The whole situation had her livid, upset, and feeling betrayed. It had taken a lot of introspection to arrive at the exact breakdown of emotions she’d felt. But then, she’d had a long time to think about it, sitting on her aching rump in the stagecoach she had never wanted to be in.
She began to wonder if this was also the reason why Evangeline, a blameless romantic, was rubbing her the wrong way the whole time? It could certainly be the reason for her feelings towards the poor woman.
Looking at Evangeline as she finished the recital, the letter clutched to her bosom, Elaina realized that was it. Under normal circumstances, she would have been far more accepting of the young woman as she was. She would never have judged her so harshly and been so rude.
They caught each other’s eye, and Elaina smiled at her. “It’s a lovely letter.”
“Isn’t it, though?” Evangeline asked. “I think Walter must be a wonderful man to write such fantastic things about me. And considering he’s never met me in the flesh, only in spirit. Our hearts were certainly made to be one.”
Elaina didn’t point out that they had met on paper and not in spirit and merely let her smile hang on a moment longer before it faded. Evangeline didn’t seem to notice at all and smiled on with a dreamy look in her eyes.
Part of Elaina squirmed in jealousy. Oh, to be that innocent and unsuspecting. To think that the world was full of butterflies and bluebirds. To be secure in the knowledge that someone loved you and would look out for you from now until death one day took you.
Before a month ago, Elaina would have said her parents loved her.

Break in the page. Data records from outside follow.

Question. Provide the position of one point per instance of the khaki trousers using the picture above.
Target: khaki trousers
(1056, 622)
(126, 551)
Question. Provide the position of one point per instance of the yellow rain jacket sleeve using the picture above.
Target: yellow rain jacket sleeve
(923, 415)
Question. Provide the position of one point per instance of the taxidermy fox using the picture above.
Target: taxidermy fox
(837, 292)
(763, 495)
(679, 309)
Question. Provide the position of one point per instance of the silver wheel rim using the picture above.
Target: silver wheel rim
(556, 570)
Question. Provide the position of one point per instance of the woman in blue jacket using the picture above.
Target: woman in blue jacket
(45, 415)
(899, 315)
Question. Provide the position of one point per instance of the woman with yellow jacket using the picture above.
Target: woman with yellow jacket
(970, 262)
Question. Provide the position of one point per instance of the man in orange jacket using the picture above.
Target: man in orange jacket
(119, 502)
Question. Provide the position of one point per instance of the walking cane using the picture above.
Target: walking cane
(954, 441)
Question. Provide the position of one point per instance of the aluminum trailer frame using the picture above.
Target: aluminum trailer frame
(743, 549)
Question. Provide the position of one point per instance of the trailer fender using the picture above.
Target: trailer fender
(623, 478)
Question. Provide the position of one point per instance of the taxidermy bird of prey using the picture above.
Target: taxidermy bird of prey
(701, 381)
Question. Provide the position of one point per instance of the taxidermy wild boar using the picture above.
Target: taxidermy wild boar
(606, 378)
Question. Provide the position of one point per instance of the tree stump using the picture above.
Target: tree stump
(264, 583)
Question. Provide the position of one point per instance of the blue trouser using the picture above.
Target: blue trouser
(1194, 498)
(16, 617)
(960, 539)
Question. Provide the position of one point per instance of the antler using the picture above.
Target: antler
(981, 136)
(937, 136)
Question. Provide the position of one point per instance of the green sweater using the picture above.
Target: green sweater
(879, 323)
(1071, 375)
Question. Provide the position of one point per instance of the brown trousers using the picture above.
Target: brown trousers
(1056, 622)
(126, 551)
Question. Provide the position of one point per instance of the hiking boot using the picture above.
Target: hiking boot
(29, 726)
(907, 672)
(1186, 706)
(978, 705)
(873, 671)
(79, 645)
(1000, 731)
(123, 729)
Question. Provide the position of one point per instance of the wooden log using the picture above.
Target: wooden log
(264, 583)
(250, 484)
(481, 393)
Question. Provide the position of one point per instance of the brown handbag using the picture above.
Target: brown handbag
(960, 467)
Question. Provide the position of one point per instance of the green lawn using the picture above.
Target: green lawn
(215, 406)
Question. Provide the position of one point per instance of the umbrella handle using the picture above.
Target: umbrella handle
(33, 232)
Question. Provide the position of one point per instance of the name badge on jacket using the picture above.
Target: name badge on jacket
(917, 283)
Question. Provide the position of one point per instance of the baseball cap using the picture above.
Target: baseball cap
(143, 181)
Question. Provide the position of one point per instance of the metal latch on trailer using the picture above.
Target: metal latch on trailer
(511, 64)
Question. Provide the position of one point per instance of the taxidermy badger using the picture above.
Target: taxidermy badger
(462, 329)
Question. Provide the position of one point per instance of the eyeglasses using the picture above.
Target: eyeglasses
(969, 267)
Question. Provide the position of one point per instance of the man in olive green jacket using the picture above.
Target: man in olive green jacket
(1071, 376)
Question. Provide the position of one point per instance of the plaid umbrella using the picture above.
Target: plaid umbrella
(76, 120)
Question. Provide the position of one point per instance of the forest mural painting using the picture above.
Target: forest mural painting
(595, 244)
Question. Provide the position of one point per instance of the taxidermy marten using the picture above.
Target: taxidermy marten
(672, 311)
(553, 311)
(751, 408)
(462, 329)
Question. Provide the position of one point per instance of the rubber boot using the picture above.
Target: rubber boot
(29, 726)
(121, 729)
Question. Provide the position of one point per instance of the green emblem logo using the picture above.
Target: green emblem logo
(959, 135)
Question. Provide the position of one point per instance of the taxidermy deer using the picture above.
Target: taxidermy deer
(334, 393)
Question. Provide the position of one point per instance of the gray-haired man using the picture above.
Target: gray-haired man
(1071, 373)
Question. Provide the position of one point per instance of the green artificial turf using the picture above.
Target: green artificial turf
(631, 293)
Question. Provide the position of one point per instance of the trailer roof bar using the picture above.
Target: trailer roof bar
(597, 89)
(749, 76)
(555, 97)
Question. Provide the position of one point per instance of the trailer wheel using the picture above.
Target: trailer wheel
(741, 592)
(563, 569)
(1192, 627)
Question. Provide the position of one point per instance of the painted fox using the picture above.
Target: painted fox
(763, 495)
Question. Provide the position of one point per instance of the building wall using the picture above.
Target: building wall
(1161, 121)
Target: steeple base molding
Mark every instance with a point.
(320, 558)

She wasn’t so sure now. This had turned her world upside down, and she was frankly struggling to come to terms with it. There had never been a moment in her life when she’d thought she would be cast out and made to fend for herself, and the reality of it was upsetting. It left her feeling raw. But she would get over it. She knew she would. Once she came up with a plan. Because there was no way she was going to let her father do this to her and get away with it.
The coach rattled on and bounced over the uneven ground, knocking its passengers against each other before flinging them apart or rocking them from one side to the other. And on they went over the dry, dusty ground.

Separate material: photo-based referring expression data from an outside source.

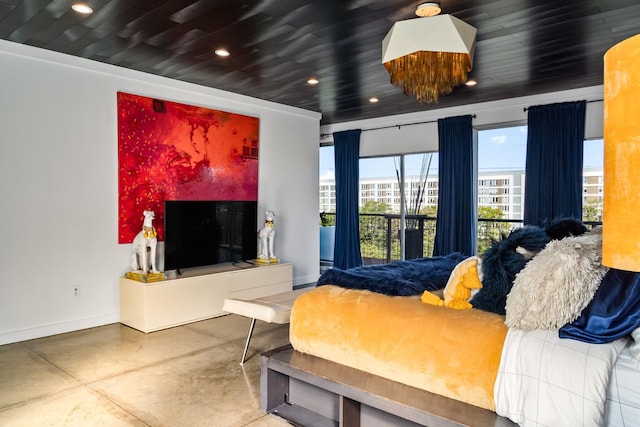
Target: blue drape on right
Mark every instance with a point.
(455, 227)
(347, 161)
(555, 141)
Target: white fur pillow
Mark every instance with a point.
(557, 284)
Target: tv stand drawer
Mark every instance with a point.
(159, 305)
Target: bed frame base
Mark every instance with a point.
(313, 392)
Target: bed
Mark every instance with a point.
(543, 362)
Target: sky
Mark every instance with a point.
(498, 149)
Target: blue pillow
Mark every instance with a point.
(613, 312)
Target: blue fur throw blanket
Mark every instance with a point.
(502, 261)
(399, 278)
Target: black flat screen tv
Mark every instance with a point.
(202, 233)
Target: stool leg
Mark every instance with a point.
(246, 346)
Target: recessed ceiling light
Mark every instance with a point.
(82, 8)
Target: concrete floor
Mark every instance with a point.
(114, 375)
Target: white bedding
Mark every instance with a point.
(623, 396)
(547, 381)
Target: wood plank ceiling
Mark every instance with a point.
(523, 46)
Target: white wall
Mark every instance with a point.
(405, 136)
(58, 185)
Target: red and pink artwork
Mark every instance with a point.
(172, 151)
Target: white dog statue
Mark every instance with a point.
(147, 238)
(267, 235)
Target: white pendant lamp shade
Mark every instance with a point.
(427, 57)
(442, 33)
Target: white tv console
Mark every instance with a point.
(159, 305)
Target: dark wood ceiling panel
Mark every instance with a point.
(524, 47)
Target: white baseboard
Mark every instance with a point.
(57, 328)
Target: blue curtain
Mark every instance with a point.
(553, 185)
(347, 162)
(455, 222)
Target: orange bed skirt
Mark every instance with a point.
(454, 353)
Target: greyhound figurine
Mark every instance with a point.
(146, 238)
(267, 235)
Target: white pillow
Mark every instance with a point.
(557, 284)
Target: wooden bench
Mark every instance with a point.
(271, 309)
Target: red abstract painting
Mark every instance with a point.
(172, 151)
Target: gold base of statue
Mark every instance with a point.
(266, 261)
(145, 278)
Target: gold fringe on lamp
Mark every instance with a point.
(621, 211)
(427, 75)
(428, 56)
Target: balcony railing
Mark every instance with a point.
(380, 235)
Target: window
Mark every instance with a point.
(501, 161)
(592, 180)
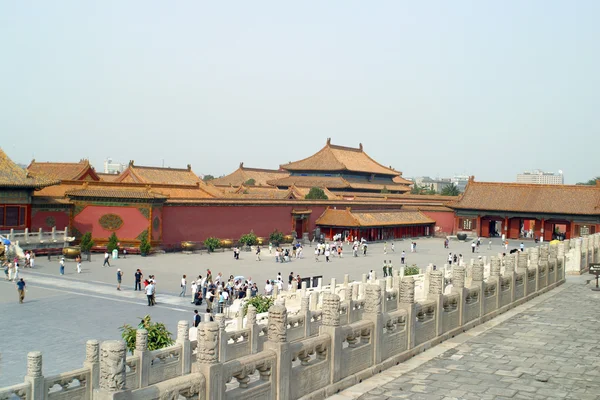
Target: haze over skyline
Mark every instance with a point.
(439, 88)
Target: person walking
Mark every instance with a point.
(150, 293)
(197, 319)
(106, 259)
(21, 290)
(138, 280)
(119, 278)
(183, 286)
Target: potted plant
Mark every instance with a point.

The scenery didn’t change much. Now there were hills, and then they were gone. Then cacti and low scrub, rocks and tiny little ground-hugging desert flowers that looked like tiny patches of color in an otherwise monotonous world of browns, reds, blacks, and tans. The desert world had a kind of stark beauty, but between the dust and heat, Elaina would trade it for a good rainstorm any day of the week and twice on Sundays.
Elaina could see clouds on the horizon. What looked like a large gray smudge, but it never seemed to come any closer. She longed to open the window and allow some fresh air in but doing so only filled the interior with dust, and no one liked that.

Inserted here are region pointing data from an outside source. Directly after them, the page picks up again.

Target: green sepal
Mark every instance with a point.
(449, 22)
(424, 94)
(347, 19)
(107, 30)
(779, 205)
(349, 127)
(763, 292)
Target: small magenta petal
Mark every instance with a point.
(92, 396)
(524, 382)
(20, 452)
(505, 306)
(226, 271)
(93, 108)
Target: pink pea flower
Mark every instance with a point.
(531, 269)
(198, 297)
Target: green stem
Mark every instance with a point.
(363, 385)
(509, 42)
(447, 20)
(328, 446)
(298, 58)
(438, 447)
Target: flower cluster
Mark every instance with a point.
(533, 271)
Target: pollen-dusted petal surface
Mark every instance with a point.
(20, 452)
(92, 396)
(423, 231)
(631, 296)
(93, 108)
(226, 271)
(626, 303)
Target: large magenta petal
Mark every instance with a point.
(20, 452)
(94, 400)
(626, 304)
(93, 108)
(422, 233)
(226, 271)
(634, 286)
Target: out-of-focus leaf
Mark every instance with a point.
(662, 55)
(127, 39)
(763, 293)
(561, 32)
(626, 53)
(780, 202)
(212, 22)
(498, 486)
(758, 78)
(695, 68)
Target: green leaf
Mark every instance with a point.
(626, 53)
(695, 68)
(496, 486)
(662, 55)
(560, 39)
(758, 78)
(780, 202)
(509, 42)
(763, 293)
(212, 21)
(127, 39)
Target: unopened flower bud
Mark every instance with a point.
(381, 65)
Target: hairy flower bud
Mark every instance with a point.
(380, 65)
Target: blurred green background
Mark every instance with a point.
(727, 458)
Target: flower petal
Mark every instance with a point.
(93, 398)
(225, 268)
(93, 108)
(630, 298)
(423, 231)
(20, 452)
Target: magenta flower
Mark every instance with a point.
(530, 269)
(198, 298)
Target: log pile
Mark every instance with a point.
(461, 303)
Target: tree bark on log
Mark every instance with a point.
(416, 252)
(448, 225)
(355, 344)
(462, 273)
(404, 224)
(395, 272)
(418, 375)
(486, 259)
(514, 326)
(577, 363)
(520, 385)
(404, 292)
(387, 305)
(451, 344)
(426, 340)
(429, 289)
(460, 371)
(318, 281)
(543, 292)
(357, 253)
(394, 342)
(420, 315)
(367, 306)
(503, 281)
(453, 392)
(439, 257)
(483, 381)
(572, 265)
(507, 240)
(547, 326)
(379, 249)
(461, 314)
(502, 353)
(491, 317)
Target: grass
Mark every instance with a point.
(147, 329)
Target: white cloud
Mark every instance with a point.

And then, as though by magic, the ground began to grow less even, and soon there was a range of mountains on their right. Well, she thought of them as mountains, but after seeing the majestic Rockies with their sky-piercing peaks, these were somewhat subdued, being merely rocky outcrops that reached up toward, but never attained, the sky.
A town came into view. It was set back from the track on the other side of several low hills. Only the roofs were visible above the tops of the hills.
Seeing signs of civilization, though limited, seemed to have a reviving effect on the passengers. After so much space with no sign that humans had ever set foot on that land, it was uplifting and exciting to know that beyond those few hills were other human beings going on with their lives.
Elaina watched the signs of civilization with a mixture of emotions. Her thoughts were in turmoil. This was the stop where she would catch the coach to Utah. It was, in essence, her last chance to avoid her fate.
If she was a totally selfish person, she would have gotten off the coach at the first stop and simply disappeared into whichever town that had been. But she’d been so worked up and angry she hadn’t thought of it until the fourth or fifth stop. Neither of those had appealed to her.
And by then, she’d calmed down a little and had time to think. She’d swung between her sense of duty as a good daughter and her sense of self-preservation. Those two had battled like the ancient gladiators of Rome, and their battle had been long and hard. Fueled perhaps by her sudden realization that this was her last chance to do something about her situation, Elaina found herself looking at this place, this town of Rattlesnake Ridge, with a critical eye.
Could she disappear here? Under what pretext? The other passengers knew her now. She hadn’t hidden her identity, only the reason for her journey, which she had said was to visit an uncle. All her father and Alfred Danville, her intended, would have to do was ask the coach company where she had parted ways. She’d be dead easy to find then.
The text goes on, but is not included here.